Users are restricted to accessing only the required information and systems that are necessary to perform their job. This effectively enforces segregation of duties.
Data in transit and Data in rest are both encrypted. Communication is encrypted using TLS 1.2 for secured transmission.
Our platform is hosted in data centers that comply with most of the global IT standards. Some of those are CSA, ISO 27001, ISO 27018, SOC 1, SOC 2, SOC 3. All access to the data centers are tightly controlled and monitored 24 hours per day. Access to our office is restricted to authorized users only. The facility is monitored 24 X 7.
All the changes in the product are put through a code review and security analysis process and tested by the Quality Team before the changes are released, ensuring the product quality and security.
We follow an agile process for development. Each and every feature is well defined and given appropriate priority for the development. Security requirements are given the highest priority and are fixed as soon as possible.
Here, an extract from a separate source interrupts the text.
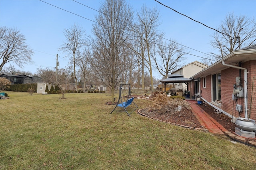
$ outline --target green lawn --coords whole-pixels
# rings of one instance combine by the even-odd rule
[[[0,169],[256,169],[255,148],[136,112],[110,114],[108,94],[60,100],[6,92],[10,98],[0,100]],[[140,108],[150,102],[134,102]]]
We use cloud version control systems to manage our source code. Product versions are tagged and maintained in the access restricted branches.
Production access is restricted to a very few people based on their roles and responsibilities. Access controls are defined and executed for each and every role based on a need-to-know basis.
All our components are replicated in multiples across different availability zones. All our components are in real-time active-active mode and serving the traffic.
Data is replicated in n+1 and the replications are in act ive-active mode. We also take automated backup every day.
We have an on-demand capacity expansion where limits are set liberally. We also proactively monitor and upgrade our thresholds. On-demand capacity expansion is in near real-time as provided by our hosting partner.
Tools are in place to proactively monitor the health and security of our systems. Our monitoring tools notify our infra and security teams to act upon them, if there is an anomaly in the system.